En dépit du fait que dans aucun des textes qu’il a évoqué il n’y a la mention de la télévision ou de la radio, ni qu’aucun de ceux qui ont vécu au temps de la télévision ou se sont imaginé son existence ne soient mentionné, et qu’il n’y ait aucun texte qui n’évoque le tarawih ni en le citant ni en y faisant allusion ; il a déclaré après avoir mentionné ces textes, ce qui suit : « Tout ceci te démontre ainsi que la prière de tarawih faite par les gens avec la télévision, et particulièrement durant cette épidémie pendant laquelle les mosquées ont été fermées temporairement, est une chose très claire et autorisée pour profiter des grands mérites du groupe. C’est par cela qu’ont répondu ces grands savants et leurs références sont bonnes puisqu’il s’agit d’une chose ancienne dans dar al-Hijra. Je ne veux pas trop m’étaler sur les avis rapportés, il y en a beaucoup et leurs résumés est cette réponse que constitue l’autorisation que nous avons évoquée, et la bonne permission provient d’ALLAH, et que la paix soit sur vous ainsi que la miséricorde d’ALLAH et ses bénédictions ».
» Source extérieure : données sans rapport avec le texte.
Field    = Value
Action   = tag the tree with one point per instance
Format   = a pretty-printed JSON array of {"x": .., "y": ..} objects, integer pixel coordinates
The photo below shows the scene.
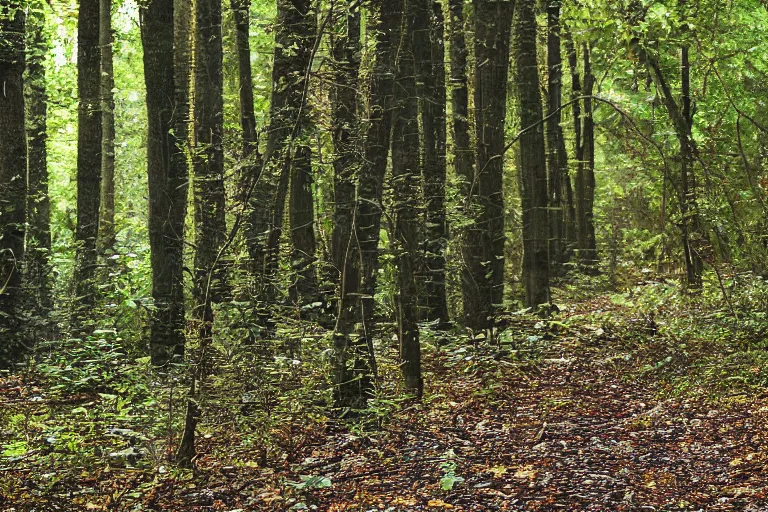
[
  {"x": 585, "y": 173},
  {"x": 406, "y": 181},
  {"x": 38, "y": 244},
  {"x": 168, "y": 177},
  {"x": 483, "y": 248},
  {"x": 355, "y": 364},
  {"x": 345, "y": 259},
  {"x": 557, "y": 158},
  {"x": 533, "y": 168},
  {"x": 106, "y": 38},
  {"x": 89, "y": 130},
  {"x": 682, "y": 120},
  {"x": 429, "y": 53},
  {"x": 13, "y": 168}
]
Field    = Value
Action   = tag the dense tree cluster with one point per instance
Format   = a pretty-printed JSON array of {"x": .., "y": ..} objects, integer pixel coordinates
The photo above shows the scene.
[{"x": 435, "y": 163}]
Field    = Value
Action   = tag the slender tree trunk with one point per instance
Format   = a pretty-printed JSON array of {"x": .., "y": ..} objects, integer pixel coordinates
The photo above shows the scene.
[
  {"x": 429, "y": 52},
  {"x": 351, "y": 389},
  {"x": 463, "y": 155},
  {"x": 346, "y": 48},
  {"x": 532, "y": 159},
  {"x": 355, "y": 366},
  {"x": 557, "y": 159},
  {"x": 13, "y": 170},
  {"x": 483, "y": 280},
  {"x": 168, "y": 175},
  {"x": 585, "y": 176},
  {"x": 571, "y": 232},
  {"x": 38, "y": 245},
  {"x": 406, "y": 178},
  {"x": 89, "y": 130},
  {"x": 107, "y": 223},
  {"x": 691, "y": 226},
  {"x": 208, "y": 156}
]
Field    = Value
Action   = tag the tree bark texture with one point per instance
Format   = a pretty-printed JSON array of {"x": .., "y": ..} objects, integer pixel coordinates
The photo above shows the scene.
[
  {"x": 429, "y": 52},
  {"x": 483, "y": 251},
  {"x": 89, "y": 131},
  {"x": 13, "y": 170},
  {"x": 38, "y": 245},
  {"x": 533, "y": 167},
  {"x": 168, "y": 176},
  {"x": 406, "y": 184},
  {"x": 106, "y": 38}
]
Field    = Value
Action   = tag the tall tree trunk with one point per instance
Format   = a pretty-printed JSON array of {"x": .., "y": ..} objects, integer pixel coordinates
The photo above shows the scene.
[
  {"x": 557, "y": 159},
  {"x": 571, "y": 232},
  {"x": 406, "y": 177},
  {"x": 241, "y": 10},
  {"x": 168, "y": 175},
  {"x": 532, "y": 159},
  {"x": 585, "y": 175},
  {"x": 691, "y": 226},
  {"x": 88, "y": 156},
  {"x": 13, "y": 170},
  {"x": 38, "y": 245},
  {"x": 355, "y": 362},
  {"x": 428, "y": 47},
  {"x": 483, "y": 281},
  {"x": 106, "y": 37},
  {"x": 346, "y": 48},
  {"x": 208, "y": 156},
  {"x": 463, "y": 155}
]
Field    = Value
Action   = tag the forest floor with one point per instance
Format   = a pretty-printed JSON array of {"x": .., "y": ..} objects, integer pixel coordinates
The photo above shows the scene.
[{"x": 604, "y": 414}]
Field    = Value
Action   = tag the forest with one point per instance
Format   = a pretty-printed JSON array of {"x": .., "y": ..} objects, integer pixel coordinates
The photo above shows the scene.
[{"x": 391, "y": 255}]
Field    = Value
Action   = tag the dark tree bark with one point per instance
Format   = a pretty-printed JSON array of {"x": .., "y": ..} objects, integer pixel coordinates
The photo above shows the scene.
[
  {"x": 682, "y": 120},
  {"x": 107, "y": 223},
  {"x": 406, "y": 181},
  {"x": 241, "y": 10},
  {"x": 355, "y": 363},
  {"x": 533, "y": 167},
  {"x": 585, "y": 176},
  {"x": 571, "y": 232},
  {"x": 346, "y": 48},
  {"x": 168, "y": 177},
  {"x": 294, "y": 36},
  {"x": 483, "y": 251},
  {"x": 463, "y": 154},
  {"x": 13, "y": 170},
  {"x": 428, "y": 46},
  {"x": 38, "y": 245},
  {"x": 557, "y": 159},
  {"x": 88, "y": 156},
  {"x": 208, "y": 157}
]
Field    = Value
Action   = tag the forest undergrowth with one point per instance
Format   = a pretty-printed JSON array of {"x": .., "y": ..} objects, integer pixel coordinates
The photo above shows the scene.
[{"x": 646, "y": 399}]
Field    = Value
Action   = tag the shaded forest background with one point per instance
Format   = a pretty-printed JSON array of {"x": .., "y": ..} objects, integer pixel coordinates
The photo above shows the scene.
[{"x": 274, "y": 212}]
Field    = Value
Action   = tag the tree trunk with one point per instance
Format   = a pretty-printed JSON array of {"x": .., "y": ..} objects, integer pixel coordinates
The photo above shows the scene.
[
  {"x": 429, "y": 51},
  {"x": 483, "y": 280},
  {"x": 463, "y": 154},
  {"x": 406, "y": 177},
  {"x": 571, "y": 232},
  {"x": 13, "y": 169},
  {"x": 208, "y": 156},
  {"x": 107, "y": 225},
  {"x": 355, "y": 365},
  {"x": 168, "y": 176},
  {"x": 88, "y": 157},
  {"x": 38, "y": 245},
  {"x": 532, "y": 159},
  {"x": 585, "y": 176},
  {"x": 345, "y": 258},
  {"x": 557, "y": 159}
]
Tous ceux qui m’ont envoyé cet enregistrement audio me questionnent au sujet de ce qu’il incombe là-dessus, et les nombreuses interrogations de la part des gens sur ce sujet indiquent leur étonnement voire la désapprobation de certains d’entre eux de cette réponse. Il était donc nécessaire d’éclaircir la chose pour dégager toute iniquité :

Lorsqu’il dit « la prière de tarawih faite par les gens avec la télévision, et particulièrement durant cette épidémie pendant laquelle les mosquées ont été fermées temporairement, est une chose très claire et autorisée pour profiter des grands mérites du groupe », c’est une chose très étonnante : étonnante dans sa formulation puisque l’expression « la prière faite par les gens avec la télévision » est une expression qui comporte de multiples significations. Est-ce qu’il entend par « avec la télévision » le fait de prendre cela comme imam ? Ou est-ce qu’il n’entend pas par cela de le prendre comme imam mais simplement de regarder ou d’écouter sans mettre l’intention d’être en groupe ? Et est-ce que cela veut dire mettre la télévision devant le groupe vers la direction de la qibla ? Ou à gauche de la personne qui est seule ? Ou bien de la laisser à son endroit ? Et est-ce que la simultanéité en est une condition ? Ou est-ce qu’elle n’en est pas une car le laps de temps durant lequel on peut prier le tarawih est large ? Et ainsi de suite…Et encore plus étonnant que cela est le fait qu’il dise sur une chose nouvelle qui n’a pas de preuve, et marginale que personne n’a dit, qu’il s’agit d’une chose « très claire » !

Ce qu’il a effectué est une chose qui est appelée takhrîj chez les fuqaha, et elle a pour l’analogie des conditions plus spécifiques que l’analogie générale. Comment donc effectuer le takhrîj sur des textes dont les critères ou les causes juridiques ne sont pas présentes et pour lesquelles il n’y a pas de similitude entre la base et le cas nouveau (al-asl et al-far’) ?!

Écrit par Driss FASSI FIHRI avec tout le respect et toute la considération due pour toutes les personnes évoquées, en se basant sur ce qui est a été édité de la jurisprudence et en s’excusant d’avance pour ce qui pourrait avoir été évoqué de marginal et d’étrange.

 Et ALLAH est plus haut et plus Savant, et que la prière d’ALLAH soit sur notre maitre Mohammed ainsi que sur sa famille et ses compagnons, une prière par laquelle tu nous libère O Miséricordieux, O celui qui a pouvoir sur tout, et la louange appartient à ALLAH seigneur des mondes.